En Inglaterra asimismo el final del Renacimiento fue casi imperceptible. Robert Burton inició la Anatomy of Melancholy (1621) en un estilo auténticamente humanista con la frase «El hombre, la criatura más excelente y noble del mundo». En su Religio Medici (1642), el médico Thomas Browne escribía sobre «la dignidad de la humanidad». Si incluimos a Browne en el movimiento humanista, entonces será difícil excluir al político Edward Hyde, cuya reflexión sobre los méritos respectivos de la vida activa y la contemplativa seguía la tradición de Leonardo Bruni. Si incluimos a Hyde, es difícil entonces justificar la exclusión de los llamados «platonistas de Cambridge», que continuaron en la tradición de Ficino hasta finales del siglo XVII. En otros lugares de Europa, el interés enciclopédico de eruditos como el jesuíta alemán Athanasius Kircher o el sueco Olaus Rudbeck, trae a la memoria una serie de antiguos humanistas. Cuando las obras completas de Erasmo fueron reeditadas por Jean Leclerc en Leiden entre 1703 y 1706, en diez volúmenes en folio, es difícil saber si debemos hablar de una pervivencia o de una recuperación. Para Leclerc, un pastor calvinista de la tendencia más voluntarista o «arminiana» , la defensa de Erasmo del libre albedrío era una legitimación de su propia posición. Leclerc sugirió que había necesidad de «un nuevo Erasmo» en su propia época para combatir las nuevas supersticiones. Para su coetáneo y adversario Pierre Bayle, otro pastor calvinista de la república holandesa, Erasmo era sobre todo una gigantesca figura de la República de las Letras, una causa a la que también Bayle dedicó gran esfuerzo.

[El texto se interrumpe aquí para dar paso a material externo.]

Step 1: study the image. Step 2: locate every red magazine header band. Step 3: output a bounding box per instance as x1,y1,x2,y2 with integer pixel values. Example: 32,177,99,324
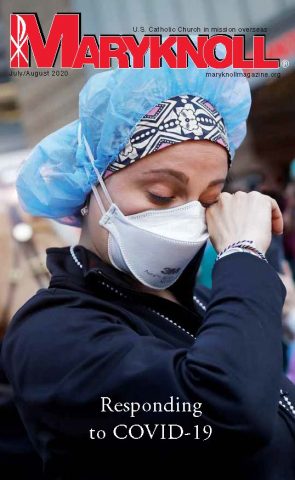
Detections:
10,13,280,69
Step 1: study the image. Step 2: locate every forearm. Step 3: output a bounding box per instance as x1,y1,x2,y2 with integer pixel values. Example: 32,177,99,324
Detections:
185,252,286,443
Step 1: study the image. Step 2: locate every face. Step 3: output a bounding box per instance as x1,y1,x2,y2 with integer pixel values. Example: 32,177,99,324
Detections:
80,140,228,263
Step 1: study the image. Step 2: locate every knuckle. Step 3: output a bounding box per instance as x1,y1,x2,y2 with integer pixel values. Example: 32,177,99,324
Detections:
220,192,231,200
248,190,261,197
234,190,247,196
262,194,274,206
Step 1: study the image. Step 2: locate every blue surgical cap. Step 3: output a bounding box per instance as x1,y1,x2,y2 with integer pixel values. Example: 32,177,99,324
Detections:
16,56,251,227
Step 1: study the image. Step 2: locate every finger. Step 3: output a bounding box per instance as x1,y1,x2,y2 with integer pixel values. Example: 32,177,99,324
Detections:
270,197,284,235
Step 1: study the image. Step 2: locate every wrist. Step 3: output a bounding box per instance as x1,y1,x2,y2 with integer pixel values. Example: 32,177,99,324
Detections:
217,248,262,261
216,240,268,263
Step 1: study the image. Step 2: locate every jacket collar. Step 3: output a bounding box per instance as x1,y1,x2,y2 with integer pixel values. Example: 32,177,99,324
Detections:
46,242,207,308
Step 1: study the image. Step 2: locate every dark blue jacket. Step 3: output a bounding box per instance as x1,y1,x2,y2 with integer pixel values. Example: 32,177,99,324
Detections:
0,348,42,478
1,245,295,479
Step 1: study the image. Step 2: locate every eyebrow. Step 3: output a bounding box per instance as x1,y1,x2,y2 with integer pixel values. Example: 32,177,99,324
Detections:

Para Voltaire, por otra parte, Erasmo era más memorable como crítico de los frailes.

Incluso en el siglo XVIII, las actitudes y valores de algunos de los principales intelectuales europeos todavía tenían mucho en común con las de Bruna, por poner un caso, o con las de Pico o Bembo. El filósofo Ernst Cassirer definió el Renacimiento como «la primera Ilustración»; parece igualmente adecuado denominar a ésta un «segundo renacimiento» por lo menos. En Alemania, Gotthold Ephraim Lessing y Johan Gonfried Herder se preocupaban por lo que éste llamaba la Humanität, una adaptación del ideal de humanitas. En cierto sentido puede ser útil definirlos a ambos como humanistas, aunque el interés de Herder por la cultura popular habría asombrado, Por decirlo así, a Bembo, mientras que el Laocoonte (1766) de Lessing minaba las analogías entre poesía y pintura tan amadas por los críticos renacentistas. El propósito de estas comparaciones, como en el caso de Rubens, no es negar el cambio o intentar incluir el siglo XVIII en el territorio del Renacimiento, sino simplemente resaltar el poder de la tradición. De Lessing y Herder se puede decir que reconstruyeron el humanismo para adaptarlo a las necesidades de su época. Sin embargo, la tradición humanista siempre ha estado en construcción. Bruna se diferenciaba en diversos aspectos de Petrarca, Ficino de Bruni, Erasmo de Ficino y Lipsius de Erasmo.